Avant de partir sur un terrain en crise, une bonne hygiène numérique est à respecter : travailler avec du matériel neuf afin d’éviter le transfert de sujets compromettants d’un pays à un autre. Ou alors détruire tous les fichiers sur l’ordinateur, car selon le grand reporter, ils peuvent relever d’un danger. Ensuite des outils de chiffrement et d’anonymisation sont nécessaires pour protéger ses sources. Par exemple lors de tournages filmés clandestinement en Syrie. « Si des rushs (ensemble de vidéos) tombent bruts dans les mains du régime de Bachar Al-Assad, c’est une catastrophe. La protection des sources est la garantie qu’elles puissent toujours s’exprimer. Si les reporters ne leur sont pas fidèles, elles ne parleront plus jamais aux journalistes. Cette situation peut vite se finir par un drame si elles sont reconnues », s’alarme le journaliste de France 24. Parmi ces outils, on retrouve des logiciels connus et faciles à trouver comme TrueCrypt ou Tor. Cependant ils sont très complexes à contourner : « Personne n’a réussi à les péter. Mais le cryptage de données et des communications est essentiellement réservé pour travailler en clandestinité », déclare Matthieu Mabin. Pour éviter tous risques de traçage lors de séjours dans les pays en guerre, le reporter a d’ailleurs fait fabriquer un « matériel unique » qui se branche sur l’alimentation de son ordinateur Mac. Capable de détruire et carboniser tout l’intérieur de la machine par une impulsion électrique de 220V, les données et sources sont alors irrécupérables. Autres méthodes de destruction plus communes : l’eau et le feu.
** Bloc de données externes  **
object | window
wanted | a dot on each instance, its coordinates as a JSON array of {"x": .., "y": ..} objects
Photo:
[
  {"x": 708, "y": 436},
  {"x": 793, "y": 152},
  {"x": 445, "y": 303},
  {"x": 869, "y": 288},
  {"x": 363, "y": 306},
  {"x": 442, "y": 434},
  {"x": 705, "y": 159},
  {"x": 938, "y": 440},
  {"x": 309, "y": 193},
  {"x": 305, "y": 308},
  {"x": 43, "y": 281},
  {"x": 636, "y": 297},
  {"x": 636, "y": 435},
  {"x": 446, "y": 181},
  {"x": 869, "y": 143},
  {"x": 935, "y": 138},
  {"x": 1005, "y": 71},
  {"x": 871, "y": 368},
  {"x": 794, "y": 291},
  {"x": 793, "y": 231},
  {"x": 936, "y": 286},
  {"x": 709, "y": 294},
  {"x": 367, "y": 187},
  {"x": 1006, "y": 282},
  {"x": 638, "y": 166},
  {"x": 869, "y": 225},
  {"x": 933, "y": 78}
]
« Rien n’est plus volatile que l’information numérique » 

À l’heure du numérique, le web est devenu un véritable danger pour la vie des grands reporters. Ces derniers sont davantage une cible prioritaire de vols de données. « Ce n’est pas nouveau mais maintenant on rentre dans leurs ordinateurs ou leurs smartphones. On les trace ou on les met sur écoute. Car l’information c’est le pouvoir. Celui qui a l’information a le pouvoir et l’initiative. Les voleurs de données cherchent uniquement à exercer un contrôle strict de ce qui est dit à leur encontre. De nos jours, rien n’est plus volatile que l’information numérique. C’est d’ailleurs probablement la principale cause de mortalité des reporters sur le terrain », estime l’envoyé spécial. Pour rappel, Reporters Sans Frontières a dénombré 827 journalistes morts sur le terrain durant la dernière décennie. Pour lutter contre ce fléau, l’organisation a mis en place un kit de survie numérique rassemblant les outils et conseils pour contourner la censure et protéger ses données.